Mets pitcher Jonathon Niese wipes his face after giving up...

Mets pitcher Jonathon Niese wipes his face after giving up a run during the second inning. (July 27, 2012) Credit: AP

PHOENIX -- You know how a pitcher says after a game he'd like to have one pitch back? Well, Jon Niese probably would like to have a few back, plus one ill-advised throw to first base, from the Mets' 11-5 loss to the Diamondbacks Friday night.

Niese turned a bases-loaded dribbler down the third-base line into a three-run play as the Diamondbacks used a six-run second inning to hand the Mets their 13th loss in 15 games. The defeat quickly brushed away the afterglow from Matt Harvey's winning debut the night before.

Ike Davis and David Wright homered, but the six-run inning was too much to overcome.

The Mets took a 2-0 lead on Davis' 17th homer and Andres Torres' RBI single off Josh Collmenter (3-2) in the second.

Arizona tied it in its half of the second on three straight singles, a bases-loaded walk to former Met Henry Blanco and an RBI single by Collmenter that left the bases loaded with one out.

That's when Willie Bloomquist squibbed one down the third-base line that Niese fielded and fired to first while falling backward. It was going to be an infield single anyway, but the errant throw sailed past Davis and the bases emptied to give the Diamondbacks a 5-2 lead. "I'm sure he wishes he could take it back," Terry Collins said. "He didn't have a play on it. That's a base hit. That was just one of the mistakes we made tonight."

"I think everybody in the ballpark, including myself, knew that I shouldn't have threw that ball," Niese said. "But when you're in the heat of the moment, when you're out there battling, I just tried to force it when I shouldn't have.

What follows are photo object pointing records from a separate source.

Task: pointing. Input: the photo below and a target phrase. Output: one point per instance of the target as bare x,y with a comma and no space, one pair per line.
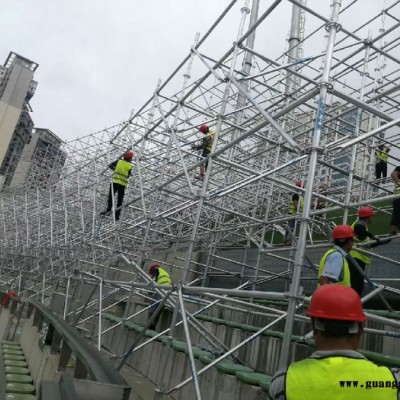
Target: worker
321,203
10,294
381,157
295,206
334,266
362,234
122,171
161,277
205,146
336,370
395,221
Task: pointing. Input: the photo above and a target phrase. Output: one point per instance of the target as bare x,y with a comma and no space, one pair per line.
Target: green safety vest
292,208
346,272
208,140
316,379
381,156
163,277
121,172
354,253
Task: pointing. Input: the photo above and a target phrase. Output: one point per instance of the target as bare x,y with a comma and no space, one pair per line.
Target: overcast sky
99,59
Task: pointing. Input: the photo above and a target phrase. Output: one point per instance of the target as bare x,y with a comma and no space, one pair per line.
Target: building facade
17,87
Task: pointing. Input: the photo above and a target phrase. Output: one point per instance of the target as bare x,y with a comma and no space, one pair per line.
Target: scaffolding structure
306,107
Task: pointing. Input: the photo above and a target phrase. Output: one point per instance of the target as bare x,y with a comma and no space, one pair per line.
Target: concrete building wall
24,163
15,89
9,116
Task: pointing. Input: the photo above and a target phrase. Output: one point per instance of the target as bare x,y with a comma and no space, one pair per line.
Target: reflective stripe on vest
345,271
121,172
316,379
381,156
354,253
163,277
292,208
209,140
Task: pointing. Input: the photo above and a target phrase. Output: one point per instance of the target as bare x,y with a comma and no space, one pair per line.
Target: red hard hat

In hindsight, I wish I would have done a lot of things different."

Aaron Hill's sacrifice fly completed the damage. "This game's real fast," Niese said. "It can humble you quickly."

Niese called it "a very unfortunate inning." He also called walking Blanco with the bases loaded "a pitcher's worst nightmare."

Wright brought the Mets back to within a run with a three-run homer to left in the third. It was his 16th of the season and snapped an 0-for-15 skid.

But Niese (7-5), whom Collins needed to pitch deep into the game to protect a worn-out bullpen, allowed single runs in the fourth and fifth to make it 8-5. Bloomquist had an RBI single in the fourth and Paul Goldschmidt singled home a run in the fifth.

Collins said before the game that he was not going to use overworked Jon Rauch and wanted to stay away from lefthanders Tim Byrdak and Josh Edgin. Also, Bobby Parnell threw 31 pitches in saving Harvey's first major-league win on Thursday.

So Niese stayed in for six innings. He allowed eight runs (six earned), nine hits and one walk, striking out five. "We had to do what we had to do because of the bullpen," Collins said. Elvin Ramirez allowed three runs in the seventh to make it 11-5.

Collmenter allowed only two baserunners after Wright's home run, striking out the side in his final inning. He gave up five runs, seven hits and one walk in six innings, striking out five.

Collins started Jason Bay (0-for-4, two strikeouts) in leftfield with Torres in center, Jordany Valdespin in right and Kirk Nieuwenhuis on the bench. That could signal that Nieuwenhuis' status with the big club is in jeopardy, with Mike Baxter nearing a return from rehab. Baxter went 1-for-4 for Triple-A Buffalo on Friday against Louisville.